The suit alleges Kent encouraged Cougras and Kent’s daughter to communicate with each other because they had both lost a loved one. It led to Cougras and Kent resuming their communications and starting to meet in person in Kent’s police cruiser while he was on duty as a patrol officer, the suit alleges.
Kent asked her to meet him near various Poland area businesses and a church during his 2 to 10 p.m. shifts, the suit alleges. During the summer of 2020 he groped her, it states. Kent later sent her nude photos of himself and convinced her to send him nude photos of herself, the suit alleges.
In November 2020, they met in Kent’s pickup truck in the parking lot of a Boardman business while Kent was off duty, and she noticed that Kent had a firearm in the vehicle, the suit alleges. She felt threatened by the firearm and allowed Kent to kiss and grope her, the suit alleges.
They met many more times near businesses outside of Poland over the holidays that year and into the spring, and their sexual activities progressed, the suit states.
The suit was filed by attorneys Ryan Melewski, Mark Rafidi and Christopher Sammarone of Canfield.
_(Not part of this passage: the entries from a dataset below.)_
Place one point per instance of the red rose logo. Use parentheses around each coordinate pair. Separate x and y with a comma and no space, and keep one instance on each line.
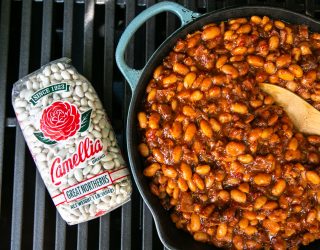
(60,121)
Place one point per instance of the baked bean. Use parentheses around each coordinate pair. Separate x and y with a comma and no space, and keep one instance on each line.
(151,169)
(239,108)
(270,205)
(169,171)
(198,181)
(230,70)
(238,196)
(222,230)
(180,68)
(235,148)
(214,92)
(255,61)
(176,130)
(210,33)
(250,230)
(189,111)
(305,50)
(200,236)
(247,158)
(280,25)
(283,61)
(262,179)
(268,27)
(285,75)
(215,125)
(203,169)
(154,120)
(260,202)
(182,184)
(224,195)
(279,187)
(274,42)
(206,128)
(228,35)
(189,79)
(222,156)
(195,223)
(221,61)
(158,71)
(270,68)
(186,171)
(170,79)
(158,155)
(143,120)
(190,132)
(244,187)
(313,177)
(192,186)
(196,95)
(208,180)
(243,223)
(206,84)
(296,70)
(239,51)
(143,149)
(177,154)
(272,227)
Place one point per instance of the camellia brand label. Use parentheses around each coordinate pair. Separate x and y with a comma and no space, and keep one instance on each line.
(92,185)
(71,141)
(48,90)
(86,149)
(61,120)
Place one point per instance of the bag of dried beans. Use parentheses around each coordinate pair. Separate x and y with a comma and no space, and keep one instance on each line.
(71,141)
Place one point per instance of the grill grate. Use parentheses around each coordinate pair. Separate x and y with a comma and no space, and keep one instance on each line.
(33,33)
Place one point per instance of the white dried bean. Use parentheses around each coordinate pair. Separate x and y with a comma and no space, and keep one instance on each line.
(57,158)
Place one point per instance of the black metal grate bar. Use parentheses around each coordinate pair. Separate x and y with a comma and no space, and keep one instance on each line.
(67,28)
(126,210)
(19,157)
(4,41)
(82,240)
(147,222)
(40,191)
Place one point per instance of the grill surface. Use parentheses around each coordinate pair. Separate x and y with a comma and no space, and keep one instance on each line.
(33,33)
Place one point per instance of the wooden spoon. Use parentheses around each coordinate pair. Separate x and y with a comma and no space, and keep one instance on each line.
(304,116)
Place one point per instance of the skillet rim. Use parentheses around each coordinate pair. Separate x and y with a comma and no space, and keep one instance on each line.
(135,165)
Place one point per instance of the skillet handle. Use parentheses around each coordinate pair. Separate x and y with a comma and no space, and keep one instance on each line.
(133,75)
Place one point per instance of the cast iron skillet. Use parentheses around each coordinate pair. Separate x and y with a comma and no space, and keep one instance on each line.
(170,236)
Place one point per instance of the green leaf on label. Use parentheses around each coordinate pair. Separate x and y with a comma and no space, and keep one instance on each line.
(85,120)
(43,139)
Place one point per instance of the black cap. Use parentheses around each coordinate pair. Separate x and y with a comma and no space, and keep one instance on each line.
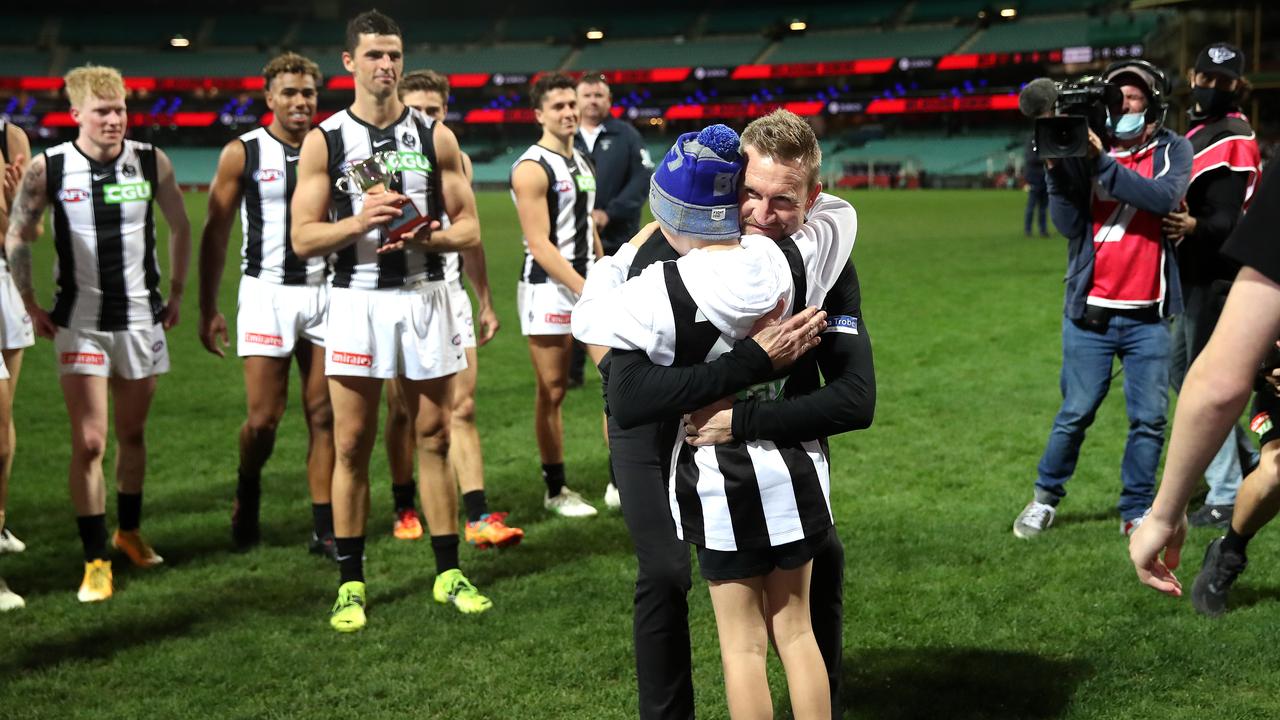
(1221,58)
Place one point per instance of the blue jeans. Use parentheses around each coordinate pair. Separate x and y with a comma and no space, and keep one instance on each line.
(1087,356)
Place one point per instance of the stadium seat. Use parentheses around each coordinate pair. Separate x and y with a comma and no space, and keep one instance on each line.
(320,33)
(626,54)
(22,31)
(543,28)
(844,45)
(749,21)
(853,14)
(447,31)
(24,63)
(481,59)
(654,23)
(247,31)
(142,30)
(947,10)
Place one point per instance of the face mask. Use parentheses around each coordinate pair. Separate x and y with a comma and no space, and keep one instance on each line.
(1212,101)
(1129,127)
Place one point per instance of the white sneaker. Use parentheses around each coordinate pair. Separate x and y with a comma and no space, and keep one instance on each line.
(1033,520)
(568,504)
(10,543)
(9,600)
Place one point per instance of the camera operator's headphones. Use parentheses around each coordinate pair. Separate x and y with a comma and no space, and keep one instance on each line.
(1152,77)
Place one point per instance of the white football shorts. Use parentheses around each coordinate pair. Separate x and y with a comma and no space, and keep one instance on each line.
(124,354)
(464,317)
(387,333)
(270,318)
(544,308)
(16,328)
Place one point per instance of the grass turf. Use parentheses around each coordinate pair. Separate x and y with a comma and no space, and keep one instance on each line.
(946,614)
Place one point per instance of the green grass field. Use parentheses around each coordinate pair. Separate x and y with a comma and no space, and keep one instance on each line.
(947,615)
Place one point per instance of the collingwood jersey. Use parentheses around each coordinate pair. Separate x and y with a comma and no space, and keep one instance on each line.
(570,197)
(351,140)
(268,181)
(104,233)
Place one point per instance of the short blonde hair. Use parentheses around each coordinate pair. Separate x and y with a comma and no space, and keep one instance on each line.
(785,136)
(94,81)
(291,63)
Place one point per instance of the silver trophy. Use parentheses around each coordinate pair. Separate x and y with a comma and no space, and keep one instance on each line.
(374,176)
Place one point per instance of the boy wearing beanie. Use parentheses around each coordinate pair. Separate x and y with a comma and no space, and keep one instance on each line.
(755,511)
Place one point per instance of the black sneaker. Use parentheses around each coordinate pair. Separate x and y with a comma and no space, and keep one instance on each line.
(1215,579)
(245,528)
(1211,516)
(324,546)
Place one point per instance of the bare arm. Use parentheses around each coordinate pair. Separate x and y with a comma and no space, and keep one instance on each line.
(312,235)
(460,200)
(19,150)
(28,206)
(169,197)
(529,182)
(224,196)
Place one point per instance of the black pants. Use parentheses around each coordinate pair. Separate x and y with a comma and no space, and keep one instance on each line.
(663,579)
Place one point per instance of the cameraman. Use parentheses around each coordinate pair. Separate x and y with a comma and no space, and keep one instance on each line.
(1224,173)
(1121,285)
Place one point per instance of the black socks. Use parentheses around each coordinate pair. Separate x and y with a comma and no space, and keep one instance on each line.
(553,474)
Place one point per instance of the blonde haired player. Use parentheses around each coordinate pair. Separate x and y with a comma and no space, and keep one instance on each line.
(108,322)
(16,335)
(282,297)
(428,91)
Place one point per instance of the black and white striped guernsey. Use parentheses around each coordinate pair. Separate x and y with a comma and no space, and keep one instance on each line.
(570,199)
(351,140)
(104,232)
(268,182)
(743,495)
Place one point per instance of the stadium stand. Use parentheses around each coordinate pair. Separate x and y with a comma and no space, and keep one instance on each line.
(1042,33)
(846,45)
(211,63)
(947,10)
(247,31)
(145,31)
(626,54)
(24,63)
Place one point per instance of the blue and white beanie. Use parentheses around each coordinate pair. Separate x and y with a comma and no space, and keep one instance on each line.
(694,190)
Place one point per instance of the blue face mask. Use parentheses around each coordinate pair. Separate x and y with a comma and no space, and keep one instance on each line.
(1129,127)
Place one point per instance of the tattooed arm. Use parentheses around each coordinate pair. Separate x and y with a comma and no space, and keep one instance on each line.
(24,224)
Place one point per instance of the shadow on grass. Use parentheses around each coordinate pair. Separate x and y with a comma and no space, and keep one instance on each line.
(958,684)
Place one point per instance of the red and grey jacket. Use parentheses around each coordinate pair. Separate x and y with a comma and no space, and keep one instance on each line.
(1112,206)
(1224,176)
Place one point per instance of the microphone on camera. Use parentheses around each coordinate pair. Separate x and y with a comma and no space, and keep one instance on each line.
(1037,99)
Ungaro said Monday when the allegations against Kent came to the trustees’ attention, Kent “was placed on unpaid leave. When BCI completed their investigation and went it to the Attorney General, we terminated him.”
When Craig Hockenberry, superintendent of Poland Local Schools, was asked about the portions of the lawsuit alleging the school district did not do enough to protect students, he said it should be pointed out the allegations predated his hiring as superintendent, which occurred in Aug. 1, 2021.
He said the Kent matter was “handled by the previous administration” and 60 percent of the school district’s administrators are new to the district.
He said the school district has had an “incredible relationship with the township police department” for 20 to 30 years, and the department provides security for board meetings and “hundreds of events,” adding, “we’ve never had an issue at all. We have a great relationship with the trustees, who we meet with regularly.”
Hockenberry said that since the day he was hired, “I never once received a single complaint from the alleged situation at all. The Board of Education has never seen a report of any kind at all, no investigation notes. We have never been involved in any of that at all because (Kent) was already placed on leave, and (the Ohio Bureau of Criminal Investigation) and the attorney general has handled the entire situation.”
The filing of the civil suit was the first written statement about the allegation the school district received, he said.